SHS cuts back on flu shots

Student Health Services will have only 20 to 25 flu shots to offer to students this year after a worldwide shortage put the vaccine in high demand.

SHS Director Isabel Goldenberg said her department planned to make 2,500 shots available this year. At least 500 students paid $15 apiece to receive flu shots last year.

Hundreds of flu clinics were cancelled across the nation after 48 million doses of the vaccine – half of the United States’ supply – were suspected of contamination last week, according to The Washington Post. Scores of colleges, including the University of Maryland and Yale University, have also cancelled clinics.

Goldenberg said she is worried about the shortage because the flu spreads particularly fast among college students, who live in close quarters.

“Flu prevention is one of the major public health activities we do on campus each year,” Goldenberg said.

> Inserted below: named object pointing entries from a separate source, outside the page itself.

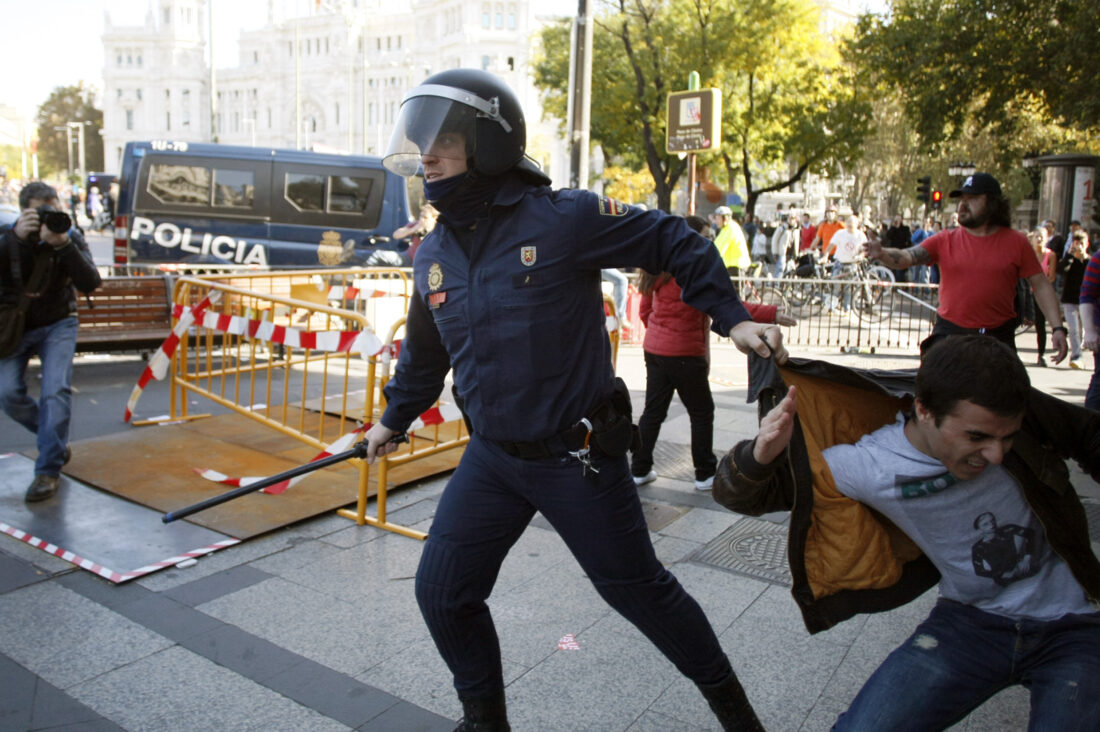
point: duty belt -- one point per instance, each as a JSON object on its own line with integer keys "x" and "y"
{"x": 563, "y": 443}
{"x": 567, "y": 441}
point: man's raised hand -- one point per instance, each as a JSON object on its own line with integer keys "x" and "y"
{"x": 776, "y": 429}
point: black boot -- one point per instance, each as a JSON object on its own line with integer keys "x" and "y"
{"x": 730, "y": 706}
{"x": 486, "y": 714}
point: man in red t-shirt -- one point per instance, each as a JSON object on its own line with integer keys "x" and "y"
{"x": 826, "y": 229}
{"x": 807, "y": 233}
{"x": 979, "y": 265}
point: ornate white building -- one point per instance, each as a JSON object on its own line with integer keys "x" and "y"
{"x": 329, "y": 82}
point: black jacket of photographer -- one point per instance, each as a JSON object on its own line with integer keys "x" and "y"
{"x": 61, "y": 271}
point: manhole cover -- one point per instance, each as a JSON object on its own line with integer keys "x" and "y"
{"x": 659, "y": 515}
{"x": 750, "y": 547}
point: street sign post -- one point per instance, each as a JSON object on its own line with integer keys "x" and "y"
{"x": 694, "y": 121}
{"x": 694, "y": 126}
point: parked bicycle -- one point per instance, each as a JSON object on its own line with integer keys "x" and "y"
{"x": 809, "y": 287}
{"x": 754, "y": 290}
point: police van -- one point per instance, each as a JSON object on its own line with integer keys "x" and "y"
{"x": 208, "y": 205}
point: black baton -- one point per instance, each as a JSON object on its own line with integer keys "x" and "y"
{"x": 358, "y": 451}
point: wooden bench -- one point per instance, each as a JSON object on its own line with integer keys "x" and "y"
{"x": 125, "y": 314}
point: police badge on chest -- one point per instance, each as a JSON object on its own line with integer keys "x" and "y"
{"x": 436, "y": 296}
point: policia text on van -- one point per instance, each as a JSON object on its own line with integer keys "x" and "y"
{"x": 222, "y": 205}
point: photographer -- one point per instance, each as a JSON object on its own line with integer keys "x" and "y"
{"x": 42, "y": 258}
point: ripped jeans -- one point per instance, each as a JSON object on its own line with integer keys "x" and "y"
{"x": 960, "y": 656}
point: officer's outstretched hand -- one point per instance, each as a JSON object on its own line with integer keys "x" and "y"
{"x": 776, "y": 429}
{"x": 377, "y": 441}
{"x": 762, "y": 338}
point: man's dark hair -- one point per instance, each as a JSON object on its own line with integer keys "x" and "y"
{"x": 1000, "y": 210}
{"x": 977, "y": 369}
{"x": 696, "y": 222}
{"x": 35, "y": 189}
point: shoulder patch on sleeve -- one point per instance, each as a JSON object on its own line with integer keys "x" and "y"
{"x": 612, "y": 207}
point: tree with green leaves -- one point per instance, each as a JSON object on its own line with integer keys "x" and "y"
{"x": 787, "y": 109}
{"x": 1001, "y": 66}
{"x": 73, "y": 104}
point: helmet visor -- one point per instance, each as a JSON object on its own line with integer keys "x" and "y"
{"x": 429, "y": 126}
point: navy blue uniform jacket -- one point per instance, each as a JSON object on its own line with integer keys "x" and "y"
{"x": 521, "y": 319}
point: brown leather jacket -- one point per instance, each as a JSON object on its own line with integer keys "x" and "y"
{"x": 844, "y": 557}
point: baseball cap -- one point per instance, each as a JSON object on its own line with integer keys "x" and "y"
{"x": 979, "y": 183}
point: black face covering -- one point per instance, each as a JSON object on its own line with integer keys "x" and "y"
{"x": 461, "y": 199}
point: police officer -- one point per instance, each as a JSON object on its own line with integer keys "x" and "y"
{"x": 508, "y": 295}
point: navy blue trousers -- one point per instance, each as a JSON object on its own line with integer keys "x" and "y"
{"x": 482, "y": 513}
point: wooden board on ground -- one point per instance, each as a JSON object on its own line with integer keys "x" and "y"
{"x": 155, "y": 467}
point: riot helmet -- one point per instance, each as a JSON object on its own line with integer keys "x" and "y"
{"x": 462, "y": 101}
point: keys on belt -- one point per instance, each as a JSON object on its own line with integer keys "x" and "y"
{"x": 584, "y": 454}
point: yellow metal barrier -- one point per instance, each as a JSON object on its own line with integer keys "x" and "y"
{"x": 424, "y": 443}
{"x": 293, "y": 364}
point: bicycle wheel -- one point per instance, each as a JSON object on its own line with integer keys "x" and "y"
{"x": 772, "y": 296}
{"x": 804, "y": 297}
{"x": 870, "y": 299}
{"x": 881, "y": 272}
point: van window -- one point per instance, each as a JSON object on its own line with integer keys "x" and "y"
{"x": 233, "y": 188}
{"x": 347, "y": 194}
{"x": 306, "y": 192}
{"x": 196, "y": 185}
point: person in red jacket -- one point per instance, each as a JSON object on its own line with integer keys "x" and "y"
{"x": 677, "y": 350}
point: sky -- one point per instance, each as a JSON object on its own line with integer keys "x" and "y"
{"x": 35, "y": 66}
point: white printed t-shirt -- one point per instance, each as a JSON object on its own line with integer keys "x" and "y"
{"x": 849, "y": 247}
{"x": 980, "y": 534}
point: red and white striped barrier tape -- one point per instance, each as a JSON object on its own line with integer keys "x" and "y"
{"x": 103, "y": 571}
{"x": 339, "y": 446}
{"x": 333, "y": 341}
{"x": 336, "y": 341}
{"x": 338, "y": 292}
{"x": 157, "y": 366}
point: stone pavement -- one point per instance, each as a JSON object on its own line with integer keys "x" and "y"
{"x": 315, "y": 626}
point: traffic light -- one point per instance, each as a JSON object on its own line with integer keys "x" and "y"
{"x": 924, "y": 189}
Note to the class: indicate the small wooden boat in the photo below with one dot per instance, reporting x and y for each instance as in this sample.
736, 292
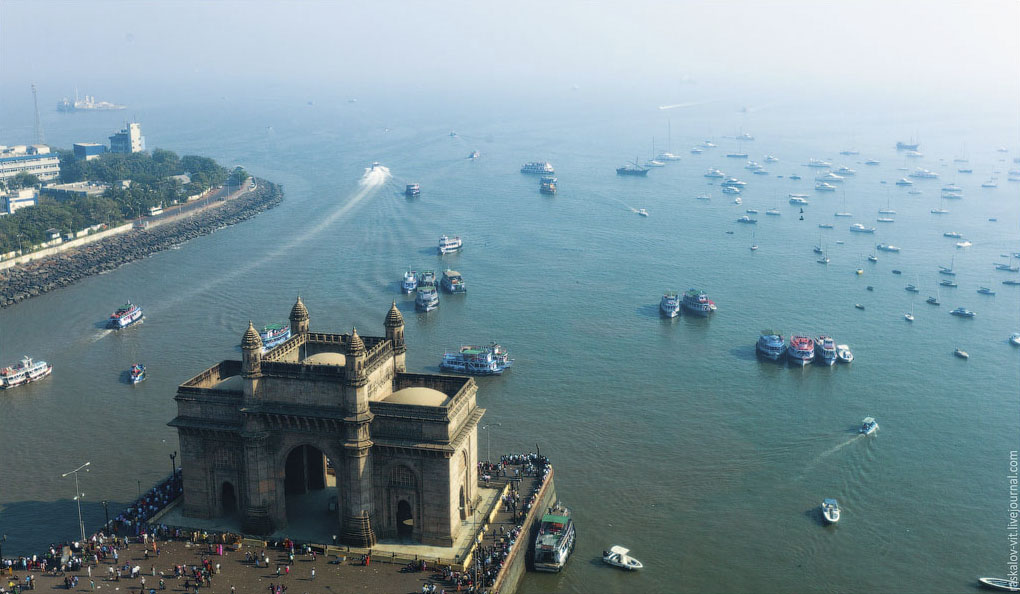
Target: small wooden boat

The health services’ shots will be administered to those students with “severe medical problems,” Goldenberg said. A list of the most ill students, who will be offered the vaccinations first, is being compiled. The SHS Web site (gwired.gwu.edu/shs) provides a list of ailments that may make students qualified to receive the shot.

SHS officials have requested other forms of flu prevention, such as the nasal spray MedImmune, which should be made available in the next few months. The nasal vaccine can only be given to people who are “relatively healthy” and have no other existing medical problems.

Goldenberg said she is concerned about the shortage of vaccinations because influenza is detected on campus each year.

“Every year there is an outbreak,” Goldenberg said. “I’m concerned about what will happen this year.”

Goldenberg encouraged healthy living habits for flu prevention such as avoiding close contact with sick people and abstaining from alcohol consumption, which can weaken the immune system.

Goldenberg said she is happy to see that students and parents are aware that the shortage is an international problem and that not much can be done by GW to correct it.

She said, “It’s nice to see parents and students are so understanding.”